Description: No other region has warmed as much or as rapidly in the past decades as the Arctic. A new project, CACOON, investigates how the ecosystems are influenced by this warming. Funded by the British Natural Environment Research Council (NERC) and the German Federal Ministry of Education and Research (BMBF), CACOON will help to better predict changes to the Arctic coastal-marine environment. Arctic rivers (Fig. 1) annually carry around 13% of all dissolved organic carbon transported globally from land to ocean, despite the Arctic Ocean making up only approximately 1% of the Earth's ocean volume.

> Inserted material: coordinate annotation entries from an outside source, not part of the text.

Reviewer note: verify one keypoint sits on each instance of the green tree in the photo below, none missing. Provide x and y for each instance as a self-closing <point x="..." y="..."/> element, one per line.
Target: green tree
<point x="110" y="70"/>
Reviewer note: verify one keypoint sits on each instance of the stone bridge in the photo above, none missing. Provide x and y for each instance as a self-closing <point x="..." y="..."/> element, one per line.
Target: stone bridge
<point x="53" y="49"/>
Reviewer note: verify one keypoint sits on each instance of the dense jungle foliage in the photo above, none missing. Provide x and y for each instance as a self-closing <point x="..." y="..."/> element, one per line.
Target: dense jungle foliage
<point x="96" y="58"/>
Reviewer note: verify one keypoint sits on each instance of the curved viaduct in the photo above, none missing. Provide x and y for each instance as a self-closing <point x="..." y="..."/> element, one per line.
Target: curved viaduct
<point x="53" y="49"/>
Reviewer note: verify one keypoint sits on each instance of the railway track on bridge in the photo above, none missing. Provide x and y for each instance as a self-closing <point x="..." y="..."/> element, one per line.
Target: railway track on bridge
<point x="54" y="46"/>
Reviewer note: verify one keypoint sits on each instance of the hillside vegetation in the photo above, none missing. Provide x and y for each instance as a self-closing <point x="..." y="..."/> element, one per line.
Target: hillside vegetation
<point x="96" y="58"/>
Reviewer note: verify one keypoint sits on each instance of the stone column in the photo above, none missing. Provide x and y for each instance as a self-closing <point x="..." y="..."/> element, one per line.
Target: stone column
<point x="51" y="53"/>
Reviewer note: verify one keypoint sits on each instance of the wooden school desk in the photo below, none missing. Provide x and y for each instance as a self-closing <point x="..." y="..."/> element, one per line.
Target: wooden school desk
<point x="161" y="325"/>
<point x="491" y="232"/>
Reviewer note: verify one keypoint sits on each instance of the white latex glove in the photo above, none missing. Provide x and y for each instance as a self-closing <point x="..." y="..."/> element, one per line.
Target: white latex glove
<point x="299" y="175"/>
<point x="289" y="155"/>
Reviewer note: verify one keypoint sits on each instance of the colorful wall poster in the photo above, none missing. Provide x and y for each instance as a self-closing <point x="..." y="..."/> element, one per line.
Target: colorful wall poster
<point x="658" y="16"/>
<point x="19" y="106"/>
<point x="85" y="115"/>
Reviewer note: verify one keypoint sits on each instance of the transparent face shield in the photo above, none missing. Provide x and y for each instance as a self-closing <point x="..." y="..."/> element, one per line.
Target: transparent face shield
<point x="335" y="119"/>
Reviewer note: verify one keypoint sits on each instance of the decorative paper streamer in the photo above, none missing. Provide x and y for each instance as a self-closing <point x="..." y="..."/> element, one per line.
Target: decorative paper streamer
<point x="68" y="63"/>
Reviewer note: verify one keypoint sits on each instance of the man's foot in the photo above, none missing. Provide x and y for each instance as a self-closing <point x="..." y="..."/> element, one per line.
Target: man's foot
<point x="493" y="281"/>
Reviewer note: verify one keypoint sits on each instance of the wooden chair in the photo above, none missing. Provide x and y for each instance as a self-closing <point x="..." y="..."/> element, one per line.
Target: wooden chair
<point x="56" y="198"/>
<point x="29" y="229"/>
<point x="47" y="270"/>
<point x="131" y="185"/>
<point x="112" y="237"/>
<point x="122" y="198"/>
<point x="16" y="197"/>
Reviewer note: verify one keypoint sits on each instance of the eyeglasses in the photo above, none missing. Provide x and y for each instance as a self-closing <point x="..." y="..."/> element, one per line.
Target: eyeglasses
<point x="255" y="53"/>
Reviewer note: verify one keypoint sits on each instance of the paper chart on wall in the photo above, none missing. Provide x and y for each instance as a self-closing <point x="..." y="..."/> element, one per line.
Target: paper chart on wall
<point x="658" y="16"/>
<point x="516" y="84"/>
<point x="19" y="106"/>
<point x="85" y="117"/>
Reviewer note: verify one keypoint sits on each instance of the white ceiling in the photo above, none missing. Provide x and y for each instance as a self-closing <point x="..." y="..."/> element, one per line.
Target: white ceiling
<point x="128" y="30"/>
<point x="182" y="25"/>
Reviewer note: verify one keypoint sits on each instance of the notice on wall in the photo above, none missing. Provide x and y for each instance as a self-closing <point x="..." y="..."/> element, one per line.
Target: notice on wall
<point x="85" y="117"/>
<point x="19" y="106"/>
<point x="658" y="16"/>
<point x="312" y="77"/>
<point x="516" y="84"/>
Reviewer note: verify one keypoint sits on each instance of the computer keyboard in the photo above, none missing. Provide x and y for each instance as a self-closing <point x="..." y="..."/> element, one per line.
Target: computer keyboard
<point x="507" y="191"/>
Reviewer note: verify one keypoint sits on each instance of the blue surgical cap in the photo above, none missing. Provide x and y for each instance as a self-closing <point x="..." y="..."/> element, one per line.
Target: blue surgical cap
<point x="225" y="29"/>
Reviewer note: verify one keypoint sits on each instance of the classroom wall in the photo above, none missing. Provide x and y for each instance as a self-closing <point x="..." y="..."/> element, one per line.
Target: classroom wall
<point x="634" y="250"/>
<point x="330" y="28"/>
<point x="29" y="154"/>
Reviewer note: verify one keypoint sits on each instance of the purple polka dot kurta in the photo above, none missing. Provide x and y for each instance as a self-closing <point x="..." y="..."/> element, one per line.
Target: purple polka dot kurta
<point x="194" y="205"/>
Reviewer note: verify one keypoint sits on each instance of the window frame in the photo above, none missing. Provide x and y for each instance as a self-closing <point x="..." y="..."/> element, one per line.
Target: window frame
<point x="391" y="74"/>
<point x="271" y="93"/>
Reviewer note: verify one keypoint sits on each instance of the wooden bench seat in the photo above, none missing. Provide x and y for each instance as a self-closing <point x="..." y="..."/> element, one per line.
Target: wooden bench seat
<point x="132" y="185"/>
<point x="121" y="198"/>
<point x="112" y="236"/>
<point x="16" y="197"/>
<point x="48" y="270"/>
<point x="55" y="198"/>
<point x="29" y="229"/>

Arctic shelf waters are therefore dominated by terrestrial carbon pools, so that shelf ecosystems are intimately linked to freshwater supplies. Arctic ecosystems also contain perennially frozen carbon that may be released by further warming. Climate change already thaws permafrost, reduces sea-ice and increases riverine discharge over much of the pan-Arctic, triggering important feedbacks (Mann et al. 2015). The importance of the near-shore region, consisting of several tightly connected ecosystems that include rivers, deltas, estuaries and the continental shelf, is however often overlooked. We need year-round studies to be able to predict the impact of shifting seasonality, fresher water, changing nutrient supply and greater proportions of permafrost-derived carbon on coastal waters

Description: The Laptev sea in the Russian Arctic receives organic rich sediments from both erosion of coastal cliffs and from the Lena river, the worlds 13th largest by discharge, which drains a large permafrost rich area of the Asian continent. These sediments differ both in their physical characteristics and in the bioavailability of their carbon. The comparative distribution and residence time of these two sediment types will therefore have an impact on the shelf biogeochemistry. We use the unstructured grid hydrodynamic model FVCOM to model the Laptev sea around the Lena outflow. Output from this model drives a simple model of sediment tracers, with seperate classes for coastal and riverine input. Existing sediment observations are used to calibrate the model setup. This setup is used to study the spatial distribution and residence times of the two sediment sources both under current conditions and under a future scenario reflecting the expected change in freshwater input and ice cover.